Theres a new cube out yet again,Type D-II
http://cube4you.com/538_New-type-3x3x3(d-II).html

They now sell V-cube vinyl stickers
http://www.cube4you.com/product-610.html


----------



## phases (Sep 9, 2009)

I too have been looking at those. Course, I'm even even qualified as a 'speedcuber' yet but... I'm addicted, dangit, and I want more cubes!


----------



## elcarc (Sep 9, 2009)

late with the 3x3x4, but other cubes are awsome


----------



## DcF1337 (Sep 9, 2009)

elcarc said:


> late with the 3x3x4, but other cubes are awsome



Actually this is a different, boxed version. I think.


----------



## stevethecuber (Sep 9, 2009)

i might get one each of the new type F and C's but that will still be in november or so


----------



## Robert-Y (Sep 9, 2009)

Oh darn it, I bought my type f (i) just a couple of days ago which became worse only after a few days of usage, but it was really good when I first got it.


----------



## stevethecuber (Sep 9, 2009)

Robert-Y said:


> Oh darn it, I bought my type f (i) just a couple of days ago which became worse only after a few days of usage, but it was really good when I first got it.

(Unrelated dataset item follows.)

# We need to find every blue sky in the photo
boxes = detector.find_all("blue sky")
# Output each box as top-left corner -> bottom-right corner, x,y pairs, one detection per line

oooh,try cleaning it and sanding(maybe)


----------



## Robert-Y (Sep 9, 2009)

stevethecuber said:


> Robert-Y said:
> 
> 
> > Oh darn it, I bought my type f (i) just a couple of days ago which became worse only after a few days of usage, but it was really good when I first got it.
> ...



I did clean it and I don't want to sand it. I have a fake one, perhaps that's why the quality went down so fast...


----------



## teller (Sep 9, 2009)

Darn it! I just ordered a "C II" and now there's this "F II." Grrr!


----------



## Robert-Y (Sep 9, 2009)

The design of the type F II edges seem familiar.


----------



## stevethecuber (Sep 9, 2009)

teller said:


> Darn it! I just ordered a "C II" and now there's this "F II." Grrr!



can u make a review when u get it?please?


----------



## teller (Sep 9, 2009)

Robert-Y said:


> The design of the type F II edges seem familiar.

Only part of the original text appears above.